Guillaume Tell, homme libre et courageux

Guillaume Tell, mythe tutélaire des conservateurs et nationalistes helvétiques, devient son ami et confident. En se coupant de ses voisins, les Suisses ont trahi l’esprit du héros d’Altdorf, qui fut un homme d’action, libre et courageux. Contrairement à ceux qui se réclament de lui aujourd’hui, qui ont peur de tout et barricadent la Suisse d’avec ses voisins.

Cette appropriation de Guillaume Tell est un pied de nez aux supporters de Christoph Blocher, dont les thèses ont fini par «contaminer peu à peu l’ADN citoyen». Pour François Cherix, le Conseil fédéral actuel, peu inspiré, a pris cette décision regrettable à plus d’un titre pour nos relations avec nos voisins. Il dépeint une Suisse repliée sur elle-même, qui n’a d’intérêt que pour ses affaires, ses «marécages financiers». Il esquinte aussi l’Union syndicale suisse qui a rejoint le camp europhobe et porté le coup de grâce à la négociation.

«Responsable de rien pour profiter de tout»

François Cherix revient sur la devise de Ben de l’exposition de Séville en 1992: «La Suisse n’existe pas». Il la réactualise dans sa dimension géopolitique: la Suisse fait tout pour ne pas exister, pour ne pas s’impliquer et préserver ses intérêts mercantiles.  «Ce qui l’intéresse particulièrement dans le concept de neutralité, c’est d’abord de n’être responsable de rien pour profiter de tout». On en vient presque à se réjouir de la rupture des négociations avec l’UE, tant l’auteur prend plaisir à trouver des formules assassines pour dépeindre la situation. La description du pays en tant que «beaux quartiers» de l’Europe vaut le détour.

Tout est à reconstruire

Depuis qu’Ignazio Cassis et ses collègues ont tiré la prise avec l’UE, François Cherix traduit le marasme des milieux qui aspirent toujours à l’intégration de la Suisse au projet européen. Il n’est pas naïf, tout est à reconstruire, jusqu’au discours: «Je crois que nous n’avons même plus les mots, la grammaire, la langue, qui nous permettraient d’ouvrir un débat sensé sur l’Europe et sur notre place dans son développement». Mais lui-même veut y croire. Il se voit ainsi comme Guillaume Tell face au bailli Gessler, prêt à libérer le pays de ceux qui enferment ses habitants dans l’illusion d’une Suisse parfaite dans un monde déliquescence.

*«Éloge funèbre de Guillaume Tell», François Cherix. 160 p. Éditions de l’Aire. Vevey 2022.

Morceaux choisis

  • «Ceux qui t’ont utilisé pour affirmer que notre souveraineté tient au refus de l’Europe sont des faussaires de l’histoire et des saboteurs de son avenir» (p. 8 à propos de Guillaume Tell)
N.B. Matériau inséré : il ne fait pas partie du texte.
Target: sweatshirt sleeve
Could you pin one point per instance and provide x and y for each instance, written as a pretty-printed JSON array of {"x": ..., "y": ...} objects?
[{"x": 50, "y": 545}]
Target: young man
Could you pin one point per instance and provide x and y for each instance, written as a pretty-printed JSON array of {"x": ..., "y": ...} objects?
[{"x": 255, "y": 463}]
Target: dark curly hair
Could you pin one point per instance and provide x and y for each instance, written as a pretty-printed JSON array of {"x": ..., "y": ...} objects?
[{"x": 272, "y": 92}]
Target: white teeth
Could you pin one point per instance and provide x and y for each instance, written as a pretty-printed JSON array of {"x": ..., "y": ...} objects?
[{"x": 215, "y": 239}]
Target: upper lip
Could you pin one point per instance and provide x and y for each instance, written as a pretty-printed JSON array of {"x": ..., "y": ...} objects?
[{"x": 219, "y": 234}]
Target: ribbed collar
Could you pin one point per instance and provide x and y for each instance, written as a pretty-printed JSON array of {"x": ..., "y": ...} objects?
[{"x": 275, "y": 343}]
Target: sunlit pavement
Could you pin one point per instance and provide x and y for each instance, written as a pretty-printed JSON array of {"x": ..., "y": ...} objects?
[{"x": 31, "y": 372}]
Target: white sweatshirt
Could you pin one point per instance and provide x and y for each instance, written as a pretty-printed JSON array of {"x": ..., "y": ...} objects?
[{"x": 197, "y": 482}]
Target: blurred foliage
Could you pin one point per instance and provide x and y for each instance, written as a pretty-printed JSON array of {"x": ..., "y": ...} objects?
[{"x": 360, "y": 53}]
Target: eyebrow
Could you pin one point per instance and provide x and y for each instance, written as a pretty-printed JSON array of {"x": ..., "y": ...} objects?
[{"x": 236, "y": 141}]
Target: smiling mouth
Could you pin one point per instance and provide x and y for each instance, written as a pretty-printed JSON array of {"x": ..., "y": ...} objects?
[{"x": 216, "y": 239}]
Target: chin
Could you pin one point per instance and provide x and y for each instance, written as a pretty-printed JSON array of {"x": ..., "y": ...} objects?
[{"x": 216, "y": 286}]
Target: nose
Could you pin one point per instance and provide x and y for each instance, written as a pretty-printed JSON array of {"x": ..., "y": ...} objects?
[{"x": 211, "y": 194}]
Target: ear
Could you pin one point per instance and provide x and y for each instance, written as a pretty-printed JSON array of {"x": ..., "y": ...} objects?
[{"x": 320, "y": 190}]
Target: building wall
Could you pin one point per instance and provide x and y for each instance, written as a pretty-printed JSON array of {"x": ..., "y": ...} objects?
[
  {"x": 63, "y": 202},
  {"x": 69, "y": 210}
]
  • «Sans scrupule, ni vision, elle (la Suisse) s’est trouvé des prétextes pour casser un accord afin de pouvoir s’émanciper aussi longtemps que possible de règles qui pourraient lui coûter quelques sous ou l’empêcher de prospecter ces marécages financiers qu’elle affectionne» (p. 18)
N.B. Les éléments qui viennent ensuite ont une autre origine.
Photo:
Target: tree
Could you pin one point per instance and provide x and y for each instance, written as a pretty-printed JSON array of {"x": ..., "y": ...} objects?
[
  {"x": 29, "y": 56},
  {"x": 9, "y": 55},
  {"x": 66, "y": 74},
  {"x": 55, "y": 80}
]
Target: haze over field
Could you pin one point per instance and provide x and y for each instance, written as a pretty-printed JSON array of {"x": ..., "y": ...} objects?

  • «Ce qui l’intéresse particulièrement (la Suisse) dans le concept de neutralité, c’est d’abord de n’être responsable de rien pour profiter de tout» (p. 26)
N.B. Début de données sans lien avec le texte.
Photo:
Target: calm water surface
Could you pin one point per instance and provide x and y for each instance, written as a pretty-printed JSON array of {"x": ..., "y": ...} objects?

  • «Bénéficiant des privilèges de vivre au cœur géographique du projet européen, dont ils tirent grand bénéfices, les Suisses, dans leur grande majorité, n’en défendent ni les artisans, ni les valeurs» (p. 30)

  • «Un Conseil fédéral qui n’est pas un gouvernement, mais une addition de sept personnes dont le principal objectif est de gérer leur Département, tout en se méfiant des six autres» (p. 49)

  • «Protéger aussi longtemps que possible le secret bancaire, le dumping fiscal, l’ingénierie financière et l’impunité du capitalisme sauvage constituent depuis toujours l’objectif des souverainistes suisses»

  • «La chute des défenses immunitaires de la Suisse contre le populisme europhobe a conduit à cette décision aberrante». (p. 82)

  • «Je crois que nous n’avons même plus les mots, la grammaire, la langue, qui nous permettraient d’ouvrir un débat sensé sur l’Europe et sur notre place dans son développement» (p. 99)

  • «Même quand la Suisse s’accommode des injustices ou des pires idéologies, même quand elle se comporte en prédatrice fiscale ou en receleuse de trafics nuisibles, elle reste démocratiquement meilleure que le reste du monde». (p. 111)

  • À Guillaume Tell: «Dans cette comédie qui déguise une lâcheté planifiée en culte de l’indépendance, ton image a été utilisée, trahie, phagocytée par les nationalistes». (120)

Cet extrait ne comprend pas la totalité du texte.